* How are regexen implemented in Emacs?
@ 2022-12-12 17:15 Marcin Borkowski
2022-12-12 18:16 ` Stefan Monnier via Users list for the GNU Emacs text editor
2022-12-15 3:41 ` Emanuel Berg
0 siblings, 2 replies; 24+ messages in thread
From: Marcin Borkowski @ 2022-12-12 17:15 UTC (permalink / raw)
To: Help Gnu Emacs mailing list
Hi all,
some time ago I read (well, skimmed) this article:
https://swtch.com/~rsc/regexp/regexp1.html
I looked at
https://www.gnu.org/software/emacs/manual/html_node/elisp/Regexp-Problems.html
and started to wonder if the hints there mean that Emacs has a "naive",
backtracking regex engine or a FA-based one?
Before I get yelled at, let me make it clear: I'm not accusing Emacs
devs of sloppy programming. In fact, my confusion might result from me
not understanding something. But the warnings in the manual about some
regexen being slow worry me a tiny little bit.
Best,
--
Marcin Borkowski
http://mbork.pl
^ permalink raw reply [flat|nested] 24+ messages in thread
* Re: How are regexen implemented in Emacs?

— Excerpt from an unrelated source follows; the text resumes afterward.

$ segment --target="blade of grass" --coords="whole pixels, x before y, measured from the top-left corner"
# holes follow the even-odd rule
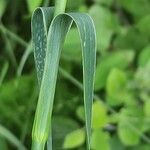
[[[37,12],[35,12],[32,19],[32,36],[35,46],[35,61],[37,72],[40,72],[38,73],[38,76],[40,77],[39,82],[42,79],[42,84],[33,125],[33,149],[34,147],[37,148],[37,145],[40,146],[41,149],[44,148],[45,142],[47,141],[49,135],[48,133],[51,126],[51,114],[61,49],[72,21],[74,21],[78,27],[81,38],[81,46],[83,50],[84,104],[87,146],[88,149],[90,149],[91,109],[94,85],[93,79],[96,62],[96,35],[93,21],[87,14],[81,13],[69,13],[56,16],[50,25],[47,43],[45,42],[45,39],[43,42],[47,44],[46,49],[45,44],[41,43],[41,40],[43,39],[43,37],[46,38],[46,36],[43,36],[43,31],[47,31],[47,29],[42,29],[42,27],[46,26],[44,26],[43,23],[39,23],[39,21],[44,18],[41,15],[44,11],[41,11],[41,9],[37,9],[36,11]],[[39,13],[40,11],[41,14]],[[39,19],[40,16],[41,20]],[[37,33],[38,29],[41,29],[40,32],[42,33]],[[40,45],[42,44],[43,47],[40,47]],[[45,50],[47,50],[46,56],[44,52]]]
[[[9,31],[9,32],[11,32],[11,31]],[[8,32],[8,34],[9,34],[9,32]],[[15,35],[15,36],[18,36],[18,35]],[[19,38],[21,39],[21,37],[19,37]],[[24,40],[24,39],[22,39],[22,40]],[[24,42],[26,43],[26,45],[28,44],[26,41],[24,41]],[[22,45],[22,46],[24,46],[24,45]],[[32,51],[30,51],[29,55],[31,54],[31,52]],[[28,59],[29,55],[26,57],[26,60]],[[23,69],[23,67],[24,67],[24,65],[22,66],[22,69]],[[74,78],[72,75],[70,75],[66,70],[64,70],[63,68],[59,68],[59,71],[64,78],[68,79],[70,82],[72,82],[79,89],[83,90],[83,85],[76,78]],[[21,74],[22,74],[22,70],[20,71],[20,75]],[[94,99],[100,100],[112,114],[117,114],[117,112],[113,108],[108,106],[105,103],[105,101],[102,101],[102,99],[99,97],[99,95],[94,94]],[[131,130],[135,131],[146,143],[150,143],[150,138],[147,135],[145,135],[144,133],[139,132],[139,130],[132,124],[132,122],[127,122],[127,126]]]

2022-12-12 17:15 How are regexen implemented in Emacs? Marcin Borkowski
@ 2022-12-12 18:16 ` Stefan Monnier via Users list for the GNU Emacs text editor
2022-12-12 19:09 ` Marcin Borkowski
2022-12-15 3:41 ` Emanuel Berg
1 sibling, 1 reply; 24+ messages in thread
From: Stefan Monnier via Users list for the GNU Emacs text editor @ 2022-12-12 18:16 UTC (permalink / raw)
To: help-gnu-emacs
> https://www.gnu.org/software/emacs/manual/html_node/elisp/Regexp-Problems.html
> and started to wonder if the hints there mean that Emacs has a "naive",
> backtracking regex engine or a FA-based one?
Naive!
Stefan
^ permalink raw reply [flat|nested] 24+ messages in thread
* Re: How are regexen implemented in Emacs?
2022-12-12 18:16 ` Stefan Monnier via Users list for the GNU Emacs text editor
@ 2022-12-12 19:09 ` Marcin Borkowski
2022-12-12 19:17 ` Stefan Monnier via Users list for the GNU Emacs text editor
` (2 more replies)
0 siblings, 3 replies; 24+ messages in thread
From: Marcin Borkowski @ 2022-12-12 19:09 UTC (permalink / raw)
To: Stefan Monnier; +Cc: help-gnu-emacs
On 2022-12-12, at 19:16, Stefan Monnier via Users list for the GNU Emacs text editor <help-gnu-emacs@gnu.org> wrote:
>> https://www.gnu.org/software/emacs/manual/html_node/elisp/Regexp-Problems.html
>> and started to wonder if the hints there mean that Emacs has a "naive",
>> backtracking regex engine or a FA-based one?
>
> Naive!
And what are the reasons? Out of curiosity: would implementing
a FA-based one be a very big undertaking? (And no, I won't do it, if
only because I don't know C.)
Best,
--
Marcin Borkowski
http://mbork.pl
^ permalink raw reply [flat|nested] 24+ messages in thread
* Re: How are regexen implemented in Emacs?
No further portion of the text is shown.